Alexander Gerst: Wenn man ein komplexes System entwickelt wie jetzt das Space Launch System, mit zahlreichen neuen Komponenten und einem neuen Raumschiff, dann muss das gut getestet werden. Da gibt es natürlich am Anfang technische Probleme wie bei jedem Projekt, und die möchte man konservativ lösen. Wenn man zum Beispiel ein Problem mit dem Tankschlauch hat - wie beim letzten Mal -, dann will man nicht riskieren, dass es zu einer Explosion kommt, weil Gas aus einer undichten Verbindung des Schlauches austritt. Also geht man extrem vorsichtig vor und verschiebt lieber den Start, solange es notwendig ist, als stattdessen einen Fehlstart zu riskieren.

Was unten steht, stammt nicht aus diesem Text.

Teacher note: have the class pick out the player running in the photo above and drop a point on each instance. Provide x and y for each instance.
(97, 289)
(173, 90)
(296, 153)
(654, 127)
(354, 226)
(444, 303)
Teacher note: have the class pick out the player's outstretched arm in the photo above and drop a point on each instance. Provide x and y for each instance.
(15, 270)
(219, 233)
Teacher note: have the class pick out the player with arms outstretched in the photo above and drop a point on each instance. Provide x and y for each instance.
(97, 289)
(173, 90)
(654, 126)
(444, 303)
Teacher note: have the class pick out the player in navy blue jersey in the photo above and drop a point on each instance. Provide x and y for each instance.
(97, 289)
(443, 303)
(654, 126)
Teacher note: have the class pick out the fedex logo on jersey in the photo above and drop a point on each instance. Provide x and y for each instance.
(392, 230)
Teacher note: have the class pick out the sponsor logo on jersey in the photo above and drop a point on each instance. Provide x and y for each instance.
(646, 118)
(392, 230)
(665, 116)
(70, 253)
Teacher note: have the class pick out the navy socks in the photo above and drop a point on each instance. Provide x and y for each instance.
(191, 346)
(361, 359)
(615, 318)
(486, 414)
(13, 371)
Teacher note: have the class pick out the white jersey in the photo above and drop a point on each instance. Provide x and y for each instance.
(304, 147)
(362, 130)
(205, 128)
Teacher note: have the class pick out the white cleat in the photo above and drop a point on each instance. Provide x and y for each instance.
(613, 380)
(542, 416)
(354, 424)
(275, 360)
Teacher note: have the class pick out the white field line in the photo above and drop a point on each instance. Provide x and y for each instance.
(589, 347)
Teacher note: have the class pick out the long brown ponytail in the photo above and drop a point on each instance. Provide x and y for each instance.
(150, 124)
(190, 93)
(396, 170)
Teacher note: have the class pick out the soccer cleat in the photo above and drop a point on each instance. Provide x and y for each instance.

Es hängen ja keine Menschenleben an dem Starttermin. Der Start wird erst freigegeben, wenn wir uns sicher sind, dass alle Probleme beseitigt sind. Das ist genau die richtige Entscheidungsphilosophie und hat daher keinen meiner Kolleginnen und Kollegen überrascht. Im Gegenteil, wir sehen das positiv.
Der Astronaut ist seit 2009 Mitglied des ESA-Astronautenkorps. 2014 und 2018 flog er an Bord einer russischen Sojus-Rakete zur Internationalen Raumstation ISS, wo er jeweils mehrere Monate blieb und zahlreiche Experimente durchführte. Bei seinem zweiten Aufenthalt war er zugleich Kommandeur der ISS. Gerst wurde 1976 in Künzelsau geboren und ist Geophysiker und Vulkanologe.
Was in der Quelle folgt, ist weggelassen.